Over the years, the show has proven it has no sacred cows. Creator Matt Groening uses the same irreverent approach evident in his "Life Is Hell" cartoon strip that runs in more than 250 newspapers.

Despite animation's infinite visual possibilities, "The Simpsons" relies on razor-sharp writing. It comes as no surprise that late-night host Conan O'Brien wrote for the show for two years. "It hurts my feelings that they are still funny," O'Brien says. "They should have lost their way after I left. Don't they know? Damn them."

Rather than lose its way, the subversive comedy continues to do what it does best: work on a number of levels. Children enjoy it, particularly for Bart's pranks, but they don't get all the cultural, political and sexual jokes. In the recent Halloween episode, "Treehouse of Horror XIV," for example, the opening segment was "Reaper Madness," a takeoff on the 1936 anti-marijuana film "Reefer Madness." While adults may chuckle at that reference, the children instead will laugh at Homer killing Death.

Still, some parents give the Sunday night comedy a wide berth, fearful that Bart's underachieving ways will have a greater influence over their children than Lisa's overachieving. And parents who limit children's viewing are more prone to allow them to watch an educational show than this.

Indeed Cartwright limits her children's TV viewing. "No sugar and no TV during the school week," she says, sounding more like the single mom of two she is than the spike-haired rascal she voices. For years, her children watched "The Simpsons" on tape so they could be in bed early on Sunday, but now that they are 12 and 14, they watch together.

A single episode -- which goes through various production stages in California and Korea -- takes up to a year to go from idea to broadcast. So when Cartwright settles in to watch Sundays, she sees it for the first time from start to finish.

"It's pretty cool," she says. "I can pretty much watch and be a fan."

Among the show's many fans are celebrities who vie to be on it the way stars did a generation ago with "Batman." The eclectic roster of guest stars includes Aerosmith, Buzz Aldrin, Tony Bennett, blink-182, Johnny Cash, Bob Denver, Kirk Douglas, Bob Hope, Mick Jagger, Elton John, Ian McKellen, 'NSYNC, Luke Perry, Wolfgang Puck, Tito Puente, the Ramones, Pete Sampras, John Updike and Adam West.

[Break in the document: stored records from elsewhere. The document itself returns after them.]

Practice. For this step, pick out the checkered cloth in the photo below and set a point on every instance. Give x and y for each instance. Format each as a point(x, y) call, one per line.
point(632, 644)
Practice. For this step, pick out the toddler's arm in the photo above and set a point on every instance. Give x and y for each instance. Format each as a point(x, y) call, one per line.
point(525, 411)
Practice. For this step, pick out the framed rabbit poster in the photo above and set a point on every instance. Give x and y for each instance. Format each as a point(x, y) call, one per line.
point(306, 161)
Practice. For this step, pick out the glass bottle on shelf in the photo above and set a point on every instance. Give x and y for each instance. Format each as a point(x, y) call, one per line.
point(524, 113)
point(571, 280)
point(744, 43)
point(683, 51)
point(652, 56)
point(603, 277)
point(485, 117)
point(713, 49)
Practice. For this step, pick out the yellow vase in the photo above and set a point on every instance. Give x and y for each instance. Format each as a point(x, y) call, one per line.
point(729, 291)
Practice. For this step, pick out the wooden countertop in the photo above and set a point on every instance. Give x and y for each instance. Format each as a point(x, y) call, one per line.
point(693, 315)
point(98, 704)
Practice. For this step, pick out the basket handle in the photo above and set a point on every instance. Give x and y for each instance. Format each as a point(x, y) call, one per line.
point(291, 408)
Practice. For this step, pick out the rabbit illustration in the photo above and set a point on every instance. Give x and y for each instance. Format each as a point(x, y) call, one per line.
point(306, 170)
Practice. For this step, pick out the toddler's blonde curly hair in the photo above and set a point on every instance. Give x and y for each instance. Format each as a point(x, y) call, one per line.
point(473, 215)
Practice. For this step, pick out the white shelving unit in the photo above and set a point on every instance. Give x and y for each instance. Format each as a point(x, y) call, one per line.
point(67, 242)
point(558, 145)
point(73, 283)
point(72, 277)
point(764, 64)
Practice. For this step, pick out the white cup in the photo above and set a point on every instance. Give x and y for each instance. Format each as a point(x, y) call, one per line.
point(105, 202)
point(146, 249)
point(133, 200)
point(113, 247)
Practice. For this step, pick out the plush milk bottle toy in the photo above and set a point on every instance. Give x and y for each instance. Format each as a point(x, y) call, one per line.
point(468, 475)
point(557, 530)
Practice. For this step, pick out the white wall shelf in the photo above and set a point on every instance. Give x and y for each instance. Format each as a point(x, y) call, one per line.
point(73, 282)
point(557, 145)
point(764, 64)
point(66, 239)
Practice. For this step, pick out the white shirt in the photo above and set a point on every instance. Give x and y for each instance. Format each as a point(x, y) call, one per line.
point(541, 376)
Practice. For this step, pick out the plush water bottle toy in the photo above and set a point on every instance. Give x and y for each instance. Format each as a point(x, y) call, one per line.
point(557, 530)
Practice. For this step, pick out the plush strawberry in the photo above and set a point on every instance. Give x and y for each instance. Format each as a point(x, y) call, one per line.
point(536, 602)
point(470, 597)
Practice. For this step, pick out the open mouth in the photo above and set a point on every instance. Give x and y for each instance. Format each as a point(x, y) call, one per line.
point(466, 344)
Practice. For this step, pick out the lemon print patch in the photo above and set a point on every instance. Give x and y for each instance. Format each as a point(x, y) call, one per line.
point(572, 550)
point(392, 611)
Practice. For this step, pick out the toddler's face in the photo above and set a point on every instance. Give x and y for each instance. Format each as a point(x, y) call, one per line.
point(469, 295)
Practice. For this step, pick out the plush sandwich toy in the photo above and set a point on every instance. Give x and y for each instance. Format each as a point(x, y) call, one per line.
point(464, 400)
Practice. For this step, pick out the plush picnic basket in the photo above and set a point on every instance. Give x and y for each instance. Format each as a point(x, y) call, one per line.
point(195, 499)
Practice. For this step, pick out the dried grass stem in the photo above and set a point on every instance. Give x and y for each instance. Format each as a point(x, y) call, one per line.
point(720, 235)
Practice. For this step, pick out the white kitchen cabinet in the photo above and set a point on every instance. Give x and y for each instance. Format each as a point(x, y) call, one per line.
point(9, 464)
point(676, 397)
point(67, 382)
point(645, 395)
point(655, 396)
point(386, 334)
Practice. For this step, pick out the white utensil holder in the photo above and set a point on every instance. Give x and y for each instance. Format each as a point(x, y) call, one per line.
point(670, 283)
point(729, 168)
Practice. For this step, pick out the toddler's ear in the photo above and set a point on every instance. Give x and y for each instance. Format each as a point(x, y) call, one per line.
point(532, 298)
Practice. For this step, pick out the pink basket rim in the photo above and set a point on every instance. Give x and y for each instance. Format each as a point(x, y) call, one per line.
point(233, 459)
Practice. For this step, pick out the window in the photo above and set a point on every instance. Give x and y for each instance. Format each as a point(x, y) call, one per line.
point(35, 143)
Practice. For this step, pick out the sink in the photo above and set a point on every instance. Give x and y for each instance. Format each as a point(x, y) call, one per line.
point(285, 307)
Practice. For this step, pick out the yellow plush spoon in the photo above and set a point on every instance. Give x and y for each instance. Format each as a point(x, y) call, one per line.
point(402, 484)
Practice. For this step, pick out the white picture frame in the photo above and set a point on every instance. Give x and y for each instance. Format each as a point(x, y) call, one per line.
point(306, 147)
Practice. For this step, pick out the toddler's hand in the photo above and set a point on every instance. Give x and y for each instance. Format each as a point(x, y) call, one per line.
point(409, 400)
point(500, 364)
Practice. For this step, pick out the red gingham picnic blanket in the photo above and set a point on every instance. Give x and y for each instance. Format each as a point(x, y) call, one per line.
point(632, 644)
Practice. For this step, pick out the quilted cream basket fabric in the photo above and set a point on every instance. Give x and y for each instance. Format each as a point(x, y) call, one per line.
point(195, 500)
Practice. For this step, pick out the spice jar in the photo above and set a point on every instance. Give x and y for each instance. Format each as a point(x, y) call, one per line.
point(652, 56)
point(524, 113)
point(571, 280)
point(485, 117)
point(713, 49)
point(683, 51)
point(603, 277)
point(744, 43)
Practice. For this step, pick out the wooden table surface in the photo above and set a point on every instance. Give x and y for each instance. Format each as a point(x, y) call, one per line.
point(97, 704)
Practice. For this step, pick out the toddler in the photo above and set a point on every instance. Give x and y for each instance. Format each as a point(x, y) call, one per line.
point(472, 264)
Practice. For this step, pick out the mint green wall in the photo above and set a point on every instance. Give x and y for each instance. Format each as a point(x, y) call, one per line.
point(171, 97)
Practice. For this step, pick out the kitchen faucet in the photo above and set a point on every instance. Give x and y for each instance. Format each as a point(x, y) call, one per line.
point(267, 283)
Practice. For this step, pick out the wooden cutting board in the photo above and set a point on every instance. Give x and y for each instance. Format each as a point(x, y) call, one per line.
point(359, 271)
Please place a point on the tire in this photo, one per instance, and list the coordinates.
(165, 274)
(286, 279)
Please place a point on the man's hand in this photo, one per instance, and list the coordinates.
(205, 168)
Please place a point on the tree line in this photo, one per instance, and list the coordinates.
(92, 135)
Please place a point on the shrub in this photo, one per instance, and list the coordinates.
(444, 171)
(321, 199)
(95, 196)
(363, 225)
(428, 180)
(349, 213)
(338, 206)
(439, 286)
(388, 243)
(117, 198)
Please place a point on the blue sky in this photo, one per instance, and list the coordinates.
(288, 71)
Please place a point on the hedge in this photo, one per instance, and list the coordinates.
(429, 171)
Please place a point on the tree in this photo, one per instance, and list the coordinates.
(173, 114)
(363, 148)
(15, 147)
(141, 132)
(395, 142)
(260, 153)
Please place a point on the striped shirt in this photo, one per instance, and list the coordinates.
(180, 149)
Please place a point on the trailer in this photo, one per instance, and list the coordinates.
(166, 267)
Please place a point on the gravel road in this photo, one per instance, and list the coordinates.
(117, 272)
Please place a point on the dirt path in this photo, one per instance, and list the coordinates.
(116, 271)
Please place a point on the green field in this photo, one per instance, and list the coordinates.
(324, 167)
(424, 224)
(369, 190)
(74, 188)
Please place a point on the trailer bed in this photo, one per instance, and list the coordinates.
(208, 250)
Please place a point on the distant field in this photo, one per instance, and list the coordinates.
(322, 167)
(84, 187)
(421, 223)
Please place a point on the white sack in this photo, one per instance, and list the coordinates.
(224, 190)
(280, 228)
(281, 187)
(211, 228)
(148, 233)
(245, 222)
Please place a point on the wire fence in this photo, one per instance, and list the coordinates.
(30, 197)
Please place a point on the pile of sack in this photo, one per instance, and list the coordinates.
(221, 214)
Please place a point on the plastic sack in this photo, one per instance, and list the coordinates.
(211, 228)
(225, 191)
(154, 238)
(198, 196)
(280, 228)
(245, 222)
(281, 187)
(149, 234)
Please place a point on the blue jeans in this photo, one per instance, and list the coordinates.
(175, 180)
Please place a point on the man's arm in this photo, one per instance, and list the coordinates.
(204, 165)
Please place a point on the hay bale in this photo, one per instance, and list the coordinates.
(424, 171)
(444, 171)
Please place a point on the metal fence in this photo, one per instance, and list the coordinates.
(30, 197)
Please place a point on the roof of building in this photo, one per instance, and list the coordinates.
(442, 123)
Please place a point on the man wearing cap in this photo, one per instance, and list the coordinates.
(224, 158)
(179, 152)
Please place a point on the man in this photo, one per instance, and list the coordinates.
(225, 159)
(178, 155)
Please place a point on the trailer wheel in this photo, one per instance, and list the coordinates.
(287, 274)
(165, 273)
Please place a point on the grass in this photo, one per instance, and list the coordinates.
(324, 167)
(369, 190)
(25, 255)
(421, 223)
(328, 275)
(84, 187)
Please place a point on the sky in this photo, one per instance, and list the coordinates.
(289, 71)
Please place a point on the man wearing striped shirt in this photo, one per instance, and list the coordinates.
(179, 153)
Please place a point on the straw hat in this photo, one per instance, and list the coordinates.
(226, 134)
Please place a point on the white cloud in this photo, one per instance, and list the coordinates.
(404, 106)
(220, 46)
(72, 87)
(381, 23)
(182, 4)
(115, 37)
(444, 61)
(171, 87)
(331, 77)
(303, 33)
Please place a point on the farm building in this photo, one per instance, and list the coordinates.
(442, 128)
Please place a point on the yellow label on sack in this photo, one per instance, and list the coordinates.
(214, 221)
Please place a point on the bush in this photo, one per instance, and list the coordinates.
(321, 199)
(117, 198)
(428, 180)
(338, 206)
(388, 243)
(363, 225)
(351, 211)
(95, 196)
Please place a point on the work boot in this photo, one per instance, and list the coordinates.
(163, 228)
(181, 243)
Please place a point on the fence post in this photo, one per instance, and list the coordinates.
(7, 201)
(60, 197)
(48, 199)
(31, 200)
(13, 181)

This season brings more guest stars, including British Prime Minister Tony Blair and J. K. Rowling, author of the Harry Potter books.

The official season opener, "My Mother the Carjacker," features Glenn Close as Homer's jailbird mom. A screening of the Nov. 16 episode, "The President Wore Pearls," supports Jean's assertion that Season 15 of "The Simpsons" is "one of the best." The musical episode pays homage to "Evita" with a story line in which Lisa becomes a student body president in the style of the Argentine icon.

Despite the fact that most shows reach their expiration dates long before episode No. 313, which is where "The Simpsons" is now, there is no end in sight. "The cast contract expires at the end of the year," Jean says. "They are renegotiating for three years. I wouldn't be surprised if it went another five."

"I am willing to do it forever," Cartwright says. Shearer was more pragmatic. "Indefinitely is a pretty long time," he says. "As long as the audience wants more, we'll do more."